The pipeline consists of four stages. First, a lightweight CLIP embedding step selects the six most semantically relevant views for a given query, dramatically reducing the number of images that must be processed by the expensive VLM. The VLM then picks the three best views among these candidates. Second, SAM3‑Agent performs zero‑shot object segmentation on the selected views, guided by prompts generated from the VLM’s reasoning. Third, each 2‑D mask is lifted into 3‑D space using the available camera poses (or poses estimated by DUSt3R when absent) to obtain partial point clouds. Fourth, these lifted masks are matched against the 3‑D proposals from MaskClustering via a 3‑D IoU voting scheme; the proposal with the highest vote becomes the final grounding result. When depth or pose information is missing, the system employs DUSt3R to reconstruct a dense depth map, infer camera poses, fuse them into a TSDF volume, and extract a point cloud via marching cubes, keeping the entire process training‑free.

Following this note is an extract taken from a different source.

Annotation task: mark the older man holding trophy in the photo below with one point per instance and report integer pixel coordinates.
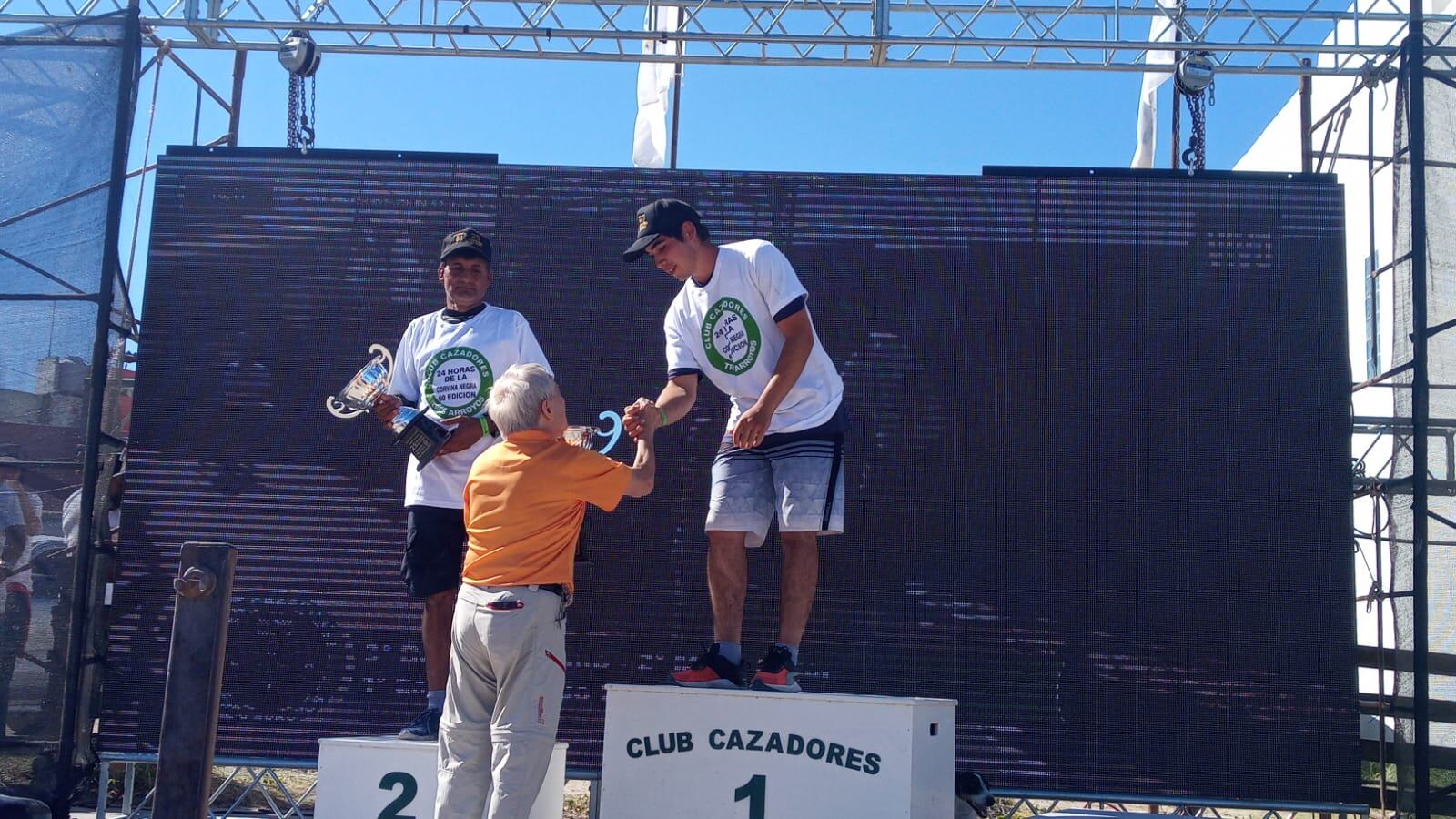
(524, 504)
(436, 402)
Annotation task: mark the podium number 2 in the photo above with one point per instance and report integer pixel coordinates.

Extensive experiments on ScanRefer (51 K query‑object pairs) and Nr3D (41 K queries) demonstrate that Z3D outperforms all prior zero‑shot methods by a large margin. On ScanRefer, Z3D achieves an absolute gain of +38.7 % in Acc@0.5 over the previous best zero‑shot baseline (OpenScene). On Nr3D, it sets a new state‑of‑the‑art top‑1 accuracy, confirming that both the high‑quality proposals and the VLM‑driven reasoning contribute to the improvement. Ablation studies systematically evaluate each component: MaskClustering alone provides a modest baseline; adding CLIP‑based view pre‑selection and SAM3‑Agent raises performance substantially; incorporating VLM‑based view selection and multi‑view aggregation yields the best results.

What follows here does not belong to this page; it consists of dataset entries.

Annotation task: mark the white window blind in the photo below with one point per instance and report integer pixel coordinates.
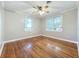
(54, 24)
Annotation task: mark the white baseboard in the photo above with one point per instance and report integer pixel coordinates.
(1, 49)
(20, 38)
(61, 39)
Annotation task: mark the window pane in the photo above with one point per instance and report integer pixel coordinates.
(49, 24)
(28, 24)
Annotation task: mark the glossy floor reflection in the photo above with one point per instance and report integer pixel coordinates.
(39, 47)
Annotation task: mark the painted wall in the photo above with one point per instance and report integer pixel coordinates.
(69, 27)
(14, 24)
(78, 30)
(1, 26)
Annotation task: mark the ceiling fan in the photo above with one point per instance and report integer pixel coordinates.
(43, 8)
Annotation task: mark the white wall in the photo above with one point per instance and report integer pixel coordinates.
(69, 27)
(1, 26)
(14, 24)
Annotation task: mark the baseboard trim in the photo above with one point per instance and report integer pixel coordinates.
(1, 48)
(61, 39)
(21, 38)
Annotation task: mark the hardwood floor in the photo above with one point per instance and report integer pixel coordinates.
(39, 47)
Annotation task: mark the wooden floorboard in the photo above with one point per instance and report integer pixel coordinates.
(40, 47)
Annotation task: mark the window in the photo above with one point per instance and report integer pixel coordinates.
(28, 24)
(54, 24)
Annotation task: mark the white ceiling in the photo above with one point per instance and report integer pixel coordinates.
(27, 6)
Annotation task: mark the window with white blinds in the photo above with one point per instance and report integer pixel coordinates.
(28, 24)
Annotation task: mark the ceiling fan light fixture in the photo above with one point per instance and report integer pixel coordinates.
(41, 12)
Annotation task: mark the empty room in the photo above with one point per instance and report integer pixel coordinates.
(39, 29)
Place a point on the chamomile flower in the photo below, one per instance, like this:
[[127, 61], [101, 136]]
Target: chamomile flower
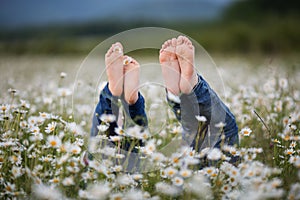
[[201, 118], [16, 171], [103, 127], [108, 118], [214, 154], [68, 181], [64, 92], [75, 149], [246, 131], [170, 171], [178, 181], [185, 173]]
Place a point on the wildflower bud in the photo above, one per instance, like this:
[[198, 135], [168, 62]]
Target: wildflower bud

The authors acknowledge limitations: reliance on CLIP for the initial view filter may miss subtle concepts; image‑only performance hinges on the quality of DUSt3R reconstructions, which may vary across datasets; and MaskClustering remains the most computationally intensive module, posing a bottleneck for real‑time applications. Nonetheless, Z3D represents a significant step toward practical, supervision‑free 3D scene understanding, demonstrating that multi‑view image grounding can be achieved without any annotated 3‑D data. The work opens avenues for further research on more efficient proposal generators, alternative view‑selection mechanisms, and broader generalization to outdoor or unstructured environments.